Are there any ingredients you’re particularly enjoying working with?
Extra virgin Tuscan olive oil is the sixth gear of my cuisine, which helps to highlight and bring out the character of each product that it touches.
Any special plans in place for 2022?
We would like to add a new “steak and caviar” concept restaurant at our beautiful property, on the top of our existing Italian Amalfi coast, inspired “Piatti” and Japanese fusion Matagi restaurants.
GET TO KNOW THE CHEF
Favourite kitchen appliance The knife for a chef is essential, nothing can beat it.

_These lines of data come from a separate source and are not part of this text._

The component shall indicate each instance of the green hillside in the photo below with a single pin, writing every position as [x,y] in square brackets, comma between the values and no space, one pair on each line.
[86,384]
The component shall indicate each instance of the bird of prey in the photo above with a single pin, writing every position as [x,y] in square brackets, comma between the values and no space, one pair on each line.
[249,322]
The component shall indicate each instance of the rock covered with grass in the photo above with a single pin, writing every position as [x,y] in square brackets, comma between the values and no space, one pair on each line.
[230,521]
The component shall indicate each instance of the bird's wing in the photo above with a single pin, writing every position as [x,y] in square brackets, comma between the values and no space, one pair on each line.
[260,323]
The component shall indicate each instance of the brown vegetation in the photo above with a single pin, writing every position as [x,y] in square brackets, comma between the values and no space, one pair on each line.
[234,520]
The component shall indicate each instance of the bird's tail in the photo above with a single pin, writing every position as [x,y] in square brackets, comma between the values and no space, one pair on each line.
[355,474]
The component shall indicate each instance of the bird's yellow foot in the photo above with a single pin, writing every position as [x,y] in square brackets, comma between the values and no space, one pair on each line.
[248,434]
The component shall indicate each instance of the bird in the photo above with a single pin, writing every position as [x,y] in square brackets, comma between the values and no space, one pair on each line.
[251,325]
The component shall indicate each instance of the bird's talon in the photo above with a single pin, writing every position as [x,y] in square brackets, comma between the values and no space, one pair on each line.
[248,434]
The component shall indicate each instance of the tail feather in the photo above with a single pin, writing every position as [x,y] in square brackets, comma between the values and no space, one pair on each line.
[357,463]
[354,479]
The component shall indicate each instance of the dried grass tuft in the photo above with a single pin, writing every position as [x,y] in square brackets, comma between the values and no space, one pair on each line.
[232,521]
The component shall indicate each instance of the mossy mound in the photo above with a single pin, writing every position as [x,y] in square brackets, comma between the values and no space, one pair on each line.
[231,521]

Top culinary destination Mediterranean Coast.
Your go-to meal when cooking at home Spaghetti with fresh tomato and basil - the simplest, tastiest and sincerest meal ever.
Advice for up-and-coming chefs in the region?
Dubai is the most sparkling, brilliant city for young chefs with ambitions, where they can find an infinite number of occasions to grow their talent in a secure environment. The keywords are hard work and persistence, then success is guaranteed.